Skulls from Hallstatt
Skulls from Hallstatt

"The skulls made an impressive show in their niches on the rude wall."


“It is only that definitions have lost their precision on Astrobe; and one duty of the Salic Emperor is to clarify and enforce them. – Charles the Six Hundred and Twelfth, Past Master


Today I’ve been thinking about what Lafferty is doing with Goslar and the Salic Emperors. On planet Astrobe, Goslar is a defiant outpost in the Feral Lands outside the gilded mediocrity of Cosmopolis. It is ruled by Lafferty's Salic Emperors, a lineage that traces its origins to an underground university fraternity in Wu Town. Goslar is a paradox: both a tradition and a rebellion. Lafferty frequently blends satire and myth this way. The Salic Emperors’ resistance is absurd, yet their tradition endures without a true succession crisis. The young and imperious Charles 612 declares that their duty is to clarify and enforce definitions. The presence of a single Salic Emperor at any time—even with a quick turnover—paradoxically establishes Goslar as a place of unmoored continuity. It also looks to me like a satire on medieval struggles over authority and legitimacy.

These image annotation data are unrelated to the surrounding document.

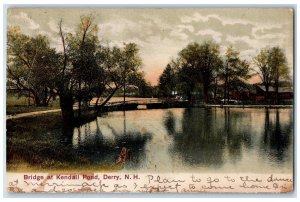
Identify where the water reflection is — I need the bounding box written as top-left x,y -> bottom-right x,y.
72,115 -> 151,168
61,108 -> 293,172
261,109 -> 293,162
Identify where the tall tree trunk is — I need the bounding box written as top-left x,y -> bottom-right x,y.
203,82 -> 208,103
43,87 -> 48,107
78,77 -> 82,118
59,94 -> 74,127
34,94 -> 42,107
100,88 -> 119,107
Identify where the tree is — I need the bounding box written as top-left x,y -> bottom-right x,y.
7,27 -> 59,106
177,43 -> 201,102
173,41 -> 222,103
66,16 -> 100,117
253,48 -> 273,99
158,64 -> 176,98
268,47 -> 288,104
198,42 -> 222,103
220,46 -> 249,101
96,43 -> 142,107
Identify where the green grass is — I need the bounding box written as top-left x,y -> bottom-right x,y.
6,113 -> 121,172
6,93 -> 59,115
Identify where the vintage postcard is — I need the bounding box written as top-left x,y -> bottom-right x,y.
6,7 -> 295,195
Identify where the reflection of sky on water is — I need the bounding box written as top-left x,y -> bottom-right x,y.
72,108 -> 293,173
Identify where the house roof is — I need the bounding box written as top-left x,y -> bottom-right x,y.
257,85 -> 293,93
239,73 -> 263,85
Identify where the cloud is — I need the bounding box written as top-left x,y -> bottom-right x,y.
226,35 -> 262,49
195,29 -> 223,43
12,12 -> 40,30
180,12 -> 252,26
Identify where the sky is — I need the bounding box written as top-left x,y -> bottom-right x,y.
7,8 -> 293,85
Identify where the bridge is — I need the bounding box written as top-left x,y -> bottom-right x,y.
98,98 -> 189,111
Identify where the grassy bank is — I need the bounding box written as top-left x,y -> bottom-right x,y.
6,93 -> 59,115
6,113 -> 121,172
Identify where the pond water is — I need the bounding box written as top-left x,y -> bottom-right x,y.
71,108 -> 293,173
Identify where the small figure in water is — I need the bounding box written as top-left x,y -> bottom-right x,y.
116,147 -> 129,164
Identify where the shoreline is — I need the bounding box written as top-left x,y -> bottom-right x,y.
6,104 -> 294,120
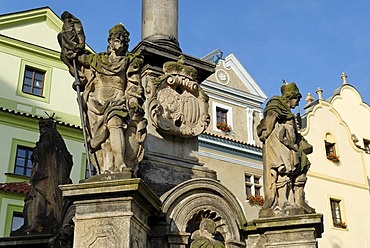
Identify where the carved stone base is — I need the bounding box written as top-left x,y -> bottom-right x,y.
80,168 -> 133,183
61,178 -> 160,248
247,214 -> 323,248
0,235 -> 53,248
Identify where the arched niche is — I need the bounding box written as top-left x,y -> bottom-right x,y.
160,178 -> 247,248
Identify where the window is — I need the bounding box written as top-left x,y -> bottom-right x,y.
22,66 -> 45,96
245,175 -> 262,198
364,139 -> 370,153
325,133 -> 339,163
16,59 -> 53,102
216,107 -> 227,125
212,102 -> 233,134
11,212 -> 24,231
14,145 -> 33,177
330,199 -> 347,228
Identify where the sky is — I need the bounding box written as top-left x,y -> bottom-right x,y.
0,0 -> 370,105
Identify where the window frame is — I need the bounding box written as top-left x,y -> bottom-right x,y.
329,197 -> 347,229
16,59 -> 52,103
2,204 -> 24,237
22,66 -> 46,97
244,173 -> 262,200
10,211 -> 24,232
212,102 -> 233,133
6,139 -> 35,179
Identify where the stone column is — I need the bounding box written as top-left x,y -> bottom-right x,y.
131,0 -> 216,196
246,108 -> 256,145
141,0 -> 180,50
60,178 -> 160,248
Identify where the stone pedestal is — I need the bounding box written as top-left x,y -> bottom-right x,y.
247,214 -> 323,248
60,178 -> 160,248
0,234 -> 54,248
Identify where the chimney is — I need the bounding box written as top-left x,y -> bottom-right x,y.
141,0 -> 180,50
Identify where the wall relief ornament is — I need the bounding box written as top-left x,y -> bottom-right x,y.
149,55 -> 210,138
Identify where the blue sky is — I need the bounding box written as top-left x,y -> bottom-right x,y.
0,0 -> 370,105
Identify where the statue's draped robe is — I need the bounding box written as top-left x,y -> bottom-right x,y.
257,96 -> 312,208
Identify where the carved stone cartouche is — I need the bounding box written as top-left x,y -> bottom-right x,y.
149,56 -> 209,137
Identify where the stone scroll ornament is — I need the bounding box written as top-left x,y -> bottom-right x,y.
149,55 -> 210,138
58,12 -> 147,176
257,81 -> 315,217
190,210 -> 225,248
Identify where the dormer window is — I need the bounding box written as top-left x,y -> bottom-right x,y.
325,133 -> 339,163
212,102 -> 232,134
22,67 -> 45,97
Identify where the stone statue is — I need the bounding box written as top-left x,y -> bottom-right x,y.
190,218 -> 225,248
257,82 -> 315,217
149,55 -> 210,138
58,12 -> 147,175
11,118 -> 73,235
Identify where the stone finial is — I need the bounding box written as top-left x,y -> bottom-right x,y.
305,93 -> 315,107
316,87 -> 324,100
341,72 -> 348,85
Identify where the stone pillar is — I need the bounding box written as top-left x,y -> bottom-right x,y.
60,178 -> 160,248
247,214 -> 324,248
141,0 -> 180,50
246,108 -> 256,145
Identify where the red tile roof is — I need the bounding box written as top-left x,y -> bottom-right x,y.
0,182 -> 31,194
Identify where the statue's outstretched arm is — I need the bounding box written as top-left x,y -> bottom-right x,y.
260,110 -> 279,142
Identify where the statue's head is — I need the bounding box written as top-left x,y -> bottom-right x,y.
108,23 -> 130,54
280,83 -> 302,108
58,11 -> 85,50
199,218 -> 216,234
39,118 -> 56,133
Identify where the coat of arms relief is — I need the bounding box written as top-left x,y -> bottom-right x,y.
149,55 -> 210,137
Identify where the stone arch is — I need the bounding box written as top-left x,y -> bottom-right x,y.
161,178 -> 247,247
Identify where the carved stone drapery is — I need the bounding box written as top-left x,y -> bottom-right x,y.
149,56 -> 209,137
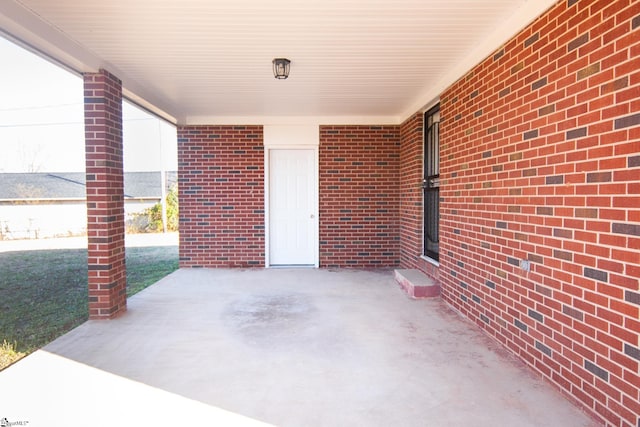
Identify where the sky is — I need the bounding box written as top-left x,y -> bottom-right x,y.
0,37 -> 177,173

The real Salian Emperors ruled the Holy Roman Empire from 1024 to 1125, warring over temporal authority, particularly against the papacy and nobility. Their most consequential ruler, Henry IV, was at the heart of the Investiture Controversy, a dispute over whether the emperor or the pope could appoint bishops. This struggle climaxed at Canossa in 1077, where, excommunicated by Pope Gregory VII, Henry IV sought absolution through public penance. Canossa exposed the fragility of secular rule in the face of ecclesiastical power in the 11th century, setting the stage for later conflicts between temporal and spiritual authority.


But why does Lafferty turn to world history to shape this part of the Feral Lands, and how does this connect to More? One of Goslar’s sharper jokes is that a citizen earns his living by sitting on the city’s only public pot, refusing to move until paid. In other words, he sits on his throne. Here is stubborn defiance, arbitrary rule, and transactional legitimacy. These are the political factors that would destroy Thomas More, satirizing Henry VIII’s obstinacy. The crisis between the Tudor king and the Catholic saint had deep roots in medieval sovereignty, stretching back to historical Goslar, the seat of Salian governance.


At the same time, Lafferty’s Goslar is a place of mythic renewal. Evita repeatedly returns to Goslar to "renew" herself, claiming she has been as many bad queens as good ones. She calls More one of her sons, connecting him to the many children she bore to the various Salic Charleses, one of whom built Reparation Tower. Goslar is partially a ghostly reflection of the medieval church-state relationship—a configuration that was breaking down in More’s lifetime, spanning the late 15th and early 16th centuries. Yet here, Goslar moves beyond both satire and history—while remaining grounded in both—into the realm of mythic ritual. At this point in the novel, it feels at once absurd and necessary.